Anbang “Has Hilton over a Barrel” as Waldorf Astoria Finally Begins Renovations Removing Most Rooms

The historic Waldorf Astoria in New York closed almost seven months ago for pending renovations, though no work has started thus far.  That will soon change as demolition work begins next month according to the New York Post. According to the article, Hilton has been “sweating bullets” as Chinese insurer Anbang has provided few updates since closing the historic property in March. Anbang is the same company who bid on Starwood prior to the Marriott merger.

Interestingly, The Post says Hilton executives were “blindsided” by Anbang’s plan to convert most of the 1,413-room building to condominiums. Apparently, the original plan was to convert 321 to condos and keep the remaining 840 as hotel rooms.  However, the Chinese company swapped the plan, keeping just 350 – 400 rooms for what will sadly become a small boutique hotel.

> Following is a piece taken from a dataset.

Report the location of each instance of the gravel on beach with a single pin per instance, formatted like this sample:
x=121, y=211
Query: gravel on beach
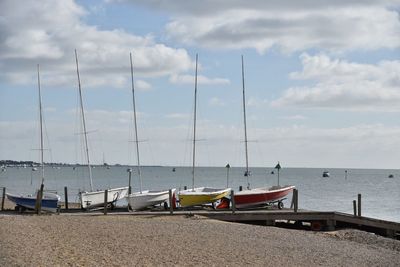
x=115, y=240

There’s a larger problem for Hilton though, they’ve licensed out the name to create 29 Waldorf Astoria properties all over the world.

“Hilton wants a lot more hotel rooms. This was the grandest hotel in the world.” The repercussions could echo far beyond Park Avenue, insiders say. Anbang “has Hilton over a barrel,” the source close to Hilton added, as Hilton’s only means of retaliation would be to revoke Anbang’s license to the Waldorf name — a move that would effectively tear out the heart of the brand. “This is your linchpin for selling Waldorf properties,” the source said of the 47-story, Art Deco landmark at 301 Park Ave. “The entire brand revolves around the Manhattan property.”

Full article here.

Comments

  1. why is it a bad thing for the nyc property to become more exclusive? nice halo for the other properties.

    waldorf nyc was dated luxury.

  2. Talk about hyperbole.

    Yes, Anbang is reducing the number of rooms in the hotel. Yes, Hilton would like more rooms in Manhattan, not fewer.

    That hardly means Hilton is “over a barrel.” There is little chance Hilton would let the Waldorf get away just because it has fewer rooms. If Hilton thought the Waldorf was so important, they never would’ve sold it.